The '550 patent is a reissue of U.S. Patent No. RE41,428, which is a reissue of U.S. Patent No. 6,100,897.
Amended original claim 35, the sole independent device claim, required
A device including at least one display unit for the pictorial representation of space-related data of a selectable object with an optimal pre-set image resolution, the representation corresponding to the view of the object by an observer with a selectable location and a selectable direction of view, said device comprising at least one input medium for input of the location and/or of the direction of view of the observer, a plurality of spatially distributed data sources, at least one central data memory, a data transmission network for data transmission between each of the spatially distributed data memories and the central memory, and at least one device for determining the representation of the centrally stored space-related data.

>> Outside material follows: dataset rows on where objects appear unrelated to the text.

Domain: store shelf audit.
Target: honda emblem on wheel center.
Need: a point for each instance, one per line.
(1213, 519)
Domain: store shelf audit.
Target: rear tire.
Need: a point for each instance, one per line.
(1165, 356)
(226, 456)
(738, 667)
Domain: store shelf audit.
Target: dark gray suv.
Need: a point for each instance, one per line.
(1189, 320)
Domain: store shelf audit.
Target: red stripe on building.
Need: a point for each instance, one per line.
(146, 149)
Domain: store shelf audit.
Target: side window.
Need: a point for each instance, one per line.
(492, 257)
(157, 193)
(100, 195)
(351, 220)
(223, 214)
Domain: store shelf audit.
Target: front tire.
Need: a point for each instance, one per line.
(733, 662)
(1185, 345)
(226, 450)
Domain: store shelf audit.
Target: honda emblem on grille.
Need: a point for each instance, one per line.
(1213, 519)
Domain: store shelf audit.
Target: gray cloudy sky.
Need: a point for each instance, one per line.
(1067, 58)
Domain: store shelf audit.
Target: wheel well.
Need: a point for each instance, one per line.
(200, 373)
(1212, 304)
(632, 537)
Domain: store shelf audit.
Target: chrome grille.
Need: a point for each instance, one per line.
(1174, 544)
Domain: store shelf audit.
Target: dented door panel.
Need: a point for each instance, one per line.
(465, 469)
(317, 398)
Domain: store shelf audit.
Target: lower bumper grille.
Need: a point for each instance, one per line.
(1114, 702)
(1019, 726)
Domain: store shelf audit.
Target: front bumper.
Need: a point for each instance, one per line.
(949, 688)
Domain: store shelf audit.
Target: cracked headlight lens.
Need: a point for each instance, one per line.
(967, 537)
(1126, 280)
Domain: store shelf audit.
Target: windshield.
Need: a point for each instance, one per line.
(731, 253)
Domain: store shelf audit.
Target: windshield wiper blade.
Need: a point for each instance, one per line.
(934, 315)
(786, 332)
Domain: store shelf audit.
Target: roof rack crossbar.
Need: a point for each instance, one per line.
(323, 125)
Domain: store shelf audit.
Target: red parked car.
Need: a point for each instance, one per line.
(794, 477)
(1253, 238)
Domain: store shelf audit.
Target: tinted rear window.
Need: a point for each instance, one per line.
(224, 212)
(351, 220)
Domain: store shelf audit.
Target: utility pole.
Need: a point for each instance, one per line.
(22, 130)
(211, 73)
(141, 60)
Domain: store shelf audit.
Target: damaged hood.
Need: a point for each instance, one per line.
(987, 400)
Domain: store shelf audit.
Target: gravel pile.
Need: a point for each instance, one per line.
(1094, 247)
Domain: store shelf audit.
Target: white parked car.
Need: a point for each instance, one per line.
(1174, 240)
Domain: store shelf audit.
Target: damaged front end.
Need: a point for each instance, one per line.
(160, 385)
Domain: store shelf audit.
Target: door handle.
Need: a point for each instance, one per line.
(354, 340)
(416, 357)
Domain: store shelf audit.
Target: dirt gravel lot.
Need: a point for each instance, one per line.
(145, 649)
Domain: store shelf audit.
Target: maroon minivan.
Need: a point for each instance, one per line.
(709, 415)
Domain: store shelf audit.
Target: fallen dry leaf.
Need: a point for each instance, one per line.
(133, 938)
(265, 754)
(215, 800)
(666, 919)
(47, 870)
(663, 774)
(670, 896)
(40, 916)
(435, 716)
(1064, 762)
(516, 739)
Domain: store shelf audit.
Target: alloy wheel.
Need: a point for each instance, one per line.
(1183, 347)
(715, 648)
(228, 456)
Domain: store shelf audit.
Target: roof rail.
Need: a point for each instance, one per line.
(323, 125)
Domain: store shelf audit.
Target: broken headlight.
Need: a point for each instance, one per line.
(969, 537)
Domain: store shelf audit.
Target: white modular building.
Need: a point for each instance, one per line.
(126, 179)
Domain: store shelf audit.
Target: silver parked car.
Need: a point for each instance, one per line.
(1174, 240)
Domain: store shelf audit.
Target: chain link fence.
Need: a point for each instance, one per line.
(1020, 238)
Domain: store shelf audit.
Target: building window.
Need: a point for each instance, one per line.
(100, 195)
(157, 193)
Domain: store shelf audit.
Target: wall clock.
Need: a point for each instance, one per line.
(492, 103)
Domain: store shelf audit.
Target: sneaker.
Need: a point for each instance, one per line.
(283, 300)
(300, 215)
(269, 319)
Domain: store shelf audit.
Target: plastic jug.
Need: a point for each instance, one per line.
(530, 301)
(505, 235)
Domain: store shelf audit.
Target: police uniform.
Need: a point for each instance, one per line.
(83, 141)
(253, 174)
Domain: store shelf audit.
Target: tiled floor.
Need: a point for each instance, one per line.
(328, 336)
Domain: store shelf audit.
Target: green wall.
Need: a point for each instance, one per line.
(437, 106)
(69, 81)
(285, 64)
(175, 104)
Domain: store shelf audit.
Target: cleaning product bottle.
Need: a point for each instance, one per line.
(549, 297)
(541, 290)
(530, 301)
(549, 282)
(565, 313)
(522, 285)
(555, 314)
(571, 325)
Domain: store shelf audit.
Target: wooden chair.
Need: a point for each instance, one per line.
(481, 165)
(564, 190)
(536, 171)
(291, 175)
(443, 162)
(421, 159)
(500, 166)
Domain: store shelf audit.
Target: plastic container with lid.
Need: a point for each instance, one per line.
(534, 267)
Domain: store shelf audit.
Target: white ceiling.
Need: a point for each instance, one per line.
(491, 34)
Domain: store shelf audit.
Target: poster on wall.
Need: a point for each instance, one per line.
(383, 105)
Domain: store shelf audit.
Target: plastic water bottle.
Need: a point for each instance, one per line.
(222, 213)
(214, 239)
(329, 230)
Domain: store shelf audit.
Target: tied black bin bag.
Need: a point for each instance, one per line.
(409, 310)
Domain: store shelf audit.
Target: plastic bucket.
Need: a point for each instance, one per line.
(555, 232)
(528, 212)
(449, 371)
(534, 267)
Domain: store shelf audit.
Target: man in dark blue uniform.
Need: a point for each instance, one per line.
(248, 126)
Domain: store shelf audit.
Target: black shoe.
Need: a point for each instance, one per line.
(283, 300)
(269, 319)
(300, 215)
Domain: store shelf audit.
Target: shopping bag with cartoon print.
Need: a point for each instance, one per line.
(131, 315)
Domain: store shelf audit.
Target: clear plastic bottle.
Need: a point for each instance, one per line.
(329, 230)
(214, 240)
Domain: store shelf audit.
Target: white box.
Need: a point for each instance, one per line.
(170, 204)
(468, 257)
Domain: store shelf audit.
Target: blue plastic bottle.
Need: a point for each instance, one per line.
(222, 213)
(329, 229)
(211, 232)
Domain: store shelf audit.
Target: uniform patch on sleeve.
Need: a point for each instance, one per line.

However, step (e) does not use the word "displaying" or refer to a "display unit," though "display," "display unit," and "displaying" are used elsewhere in the specification. It is significant that step (e) does not include a "display" or "displaying" requirement, unlike the withdrawn device claims. The omission of "display" language in claim 1 is conclusive evidence that visual "display" and "displaying" are not part of the claim. Claim 1 does not include displaying on a device using generic software or firmware normally included in the device. Also, as ACI argues, the specification states that prior art applications such as paintboxes and electronic maps provide representations of geographic data not in a format appropriate for immediate visual display and output to "generic low-level third party software and/or firmware" for standard processing. See D.I. 386-1 at 3.
For the foregoing reasons, the court amends its prior claim construction, D.I. 148 at 15, and construes step (e) to require "providing and organizing" the data necessary for displaying the field of view in a pictorial representation having one or more sections. However, the method of claim 1 does not include the final step of displaying the visual image to the user, using the hardware of a display device or using generic graphics software or firmware associated with that display device." Despite the change in language, this construction is faithful to the meaning of the court's prior construction, which "allow[ed] for further processing and [did] not require the display to be an image." D.I. 148 at 16-17.
"[A]nd organizing" is added to the court's oral construction of May 19, 2016. --------
ACI's Motion in Limine #1 is GRANTED-IN-PART. Dr. Goodchild shall not provide testimony contrary to the court's claim construction set forth herein.
It is SO ORDERED this 20th day of May, 2016.
Honorable Timothy B. Dyk
United States Circuit Judge, sitting by designation
Amendment of October 15, 1998 (D.I. 389-4 at 4).